I scored two books at the British Museum as I rushed on through.
"Tales From Ancient Egypt" by J. Tyldesley. Oh. My. God. Why did I buy this! It's just what I don't like! On first glance it seemed like a book of tales and letters, backed up by some scholarly introductions. I had opened it up on "A letter from King neferkare Pepi II, Day 15 o fhte third month of innundation, Year 2. Written under the king's own seal." All in formal language, a letter thanking the king's scout that he has "obtained a pygmy from the land of the horizon-dwellers". Super awesome! BUT NO. That was the one good bit in a book that was like, the syrupy worst of re-writes of myths mixed with Cliff Notes, reading in a ton of crap that there's no way was in the original stories. The scholarly bits are embarrassing. I'm not a fan of inept popularizations!
Now onward to the good stuff. "The Literature of Ancient Sumer" by J. Black, G. Cunningham, E. Robson, Gábor Zólyomi. Maps! Footnotes! Line numbers! Comparisons! Actual words in Sumerian! Explanations of place names and variant spellings, ie. Nibru rather than the more familiar "Nippur"! gaps, question marks! Get real! Stories that you can piece together, that seem like stories other than we tell now, that don't follow our patterns or expectations. Formal language, and "foreignized" translation. If I wanted a girls' own bedtime story of Inanna and Dumuzi I'd go back in time to 1897 and scare one up!
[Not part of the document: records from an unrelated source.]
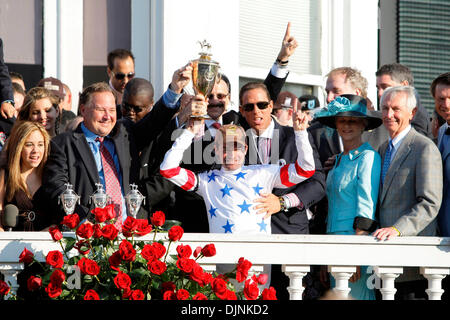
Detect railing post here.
[328,266,356,298]
[0,262,23,299]
[375,267,403,300]
[281,265,311,300]
[420,268,450,300]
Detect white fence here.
[0,232,450,300]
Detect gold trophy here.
[191,40,220,119]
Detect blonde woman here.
[0,121,50,231]
[17,87,60,138]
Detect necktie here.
[381,140,394,183]
[97,137,122,226]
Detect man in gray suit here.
[373,86,442,299]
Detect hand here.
[292,99,309,131]
[254,193,281,219]
[323,154,337,172]
[278,22,298,61]
[373,227,398,240]
[170,62,192,94]
[349,266,361,283]
[0,102,16,119]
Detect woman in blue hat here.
[316,94,382,300]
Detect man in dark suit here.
[37,65,192,225]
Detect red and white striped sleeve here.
[159,130,198,191]
[275,130,316,188]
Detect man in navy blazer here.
[35,65,192,224]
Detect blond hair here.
[3,120,50,201]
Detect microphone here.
[2,204,19,231]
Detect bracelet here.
[275,58,289,66]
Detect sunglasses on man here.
[242,101,270,112]
[122,101,144,113]
[111,71,135,80]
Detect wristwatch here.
[278,197,288,212]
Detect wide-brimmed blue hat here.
[315,94,383,130]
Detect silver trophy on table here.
[58,183,80,215]
[191,40,220,119]
[90,183,110,208]
[125,184,145,218]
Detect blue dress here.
[327,142,381,300]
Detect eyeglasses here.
[122,101,144,113]
[242,101,270,111]
[111,71,135,80]
[208,93,228,100]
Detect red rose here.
[169,226,184,241]
[161,281,177,292]
[61,213,80,229]
[119,240,136,261]
[50,269,66,286]
[147,260,167,276]
[0,280,11,296]
[45,250,64,268]
[177,244,192,258]
[45,282,62,298]
[192,292,208,300]
[163,290,177,300]
[177,289,189,300]
[151,211,166,227]
[136,219,152,236]
[177,258,195,273]
[261,287,277,300]
[122,216,138,237]
[77,257,100,276]
[27,276,42,291]
[152,242,166,259]
[48,226,62,241]
[108,251,122,271]
[84,289,100,300]
[73,240,91,255]
[202,243,216,257]
[114,271,131,289]
[130,289,145,300]
[211,278,227,299]
[102,224,119,240]
[141,244,157,262]
[236,258,252,282]
[76,222,94,239]
[244,279,259,300]
[19,248,34,264]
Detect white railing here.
[0,232,450,300]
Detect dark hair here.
[107,49,134,70]
[122,78,155,102]
[78,82,117,109]
[430,72,450,98]
[375,63,414,87]
[239,82,272,105]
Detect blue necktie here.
[381,140,394,183]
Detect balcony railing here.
[0,232,450,300]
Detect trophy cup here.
[90,183,110,208]
[191,40,220,119]
[58,183,80,215]
[125,184,145,218]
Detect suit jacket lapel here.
[381,128,416,201]
[73,126,100,185]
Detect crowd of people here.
[0,24,450,300]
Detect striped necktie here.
[381,140,394,183]
[97,137,122,230]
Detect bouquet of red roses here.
[6,205,276,300]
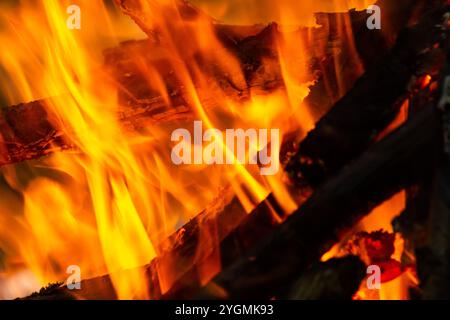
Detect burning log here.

Instead I get the most delightful monologue of the fisherman to the fish.
The home of the fishMy fish, I have built you a home! My fish, I have built you a house. I have built you a store! I have built you a house bigger than a house, in fact a large sheepfold. Inside there is incense, and I have covered it in cloths for you: in this happy place I... water of joy for you....in the house, there is food, food of the best quality...In the house there is beer, there is good beer. ..
Let your acquaintances come! Let your dear ones come! ... Let your wife and children come!
Enter, my beloved son! Enter, my fine son! Don't let the day go by, don't let the night come! ...My fish, no one who sleeps there will be disturbed; no one who sits there will get involved in a quarrel.
I can't wait to read the bits about Sumerian poetic & literary forms. This looks so great!
I love invocations and formal histories, and very long praise names, and all strange literary formalities.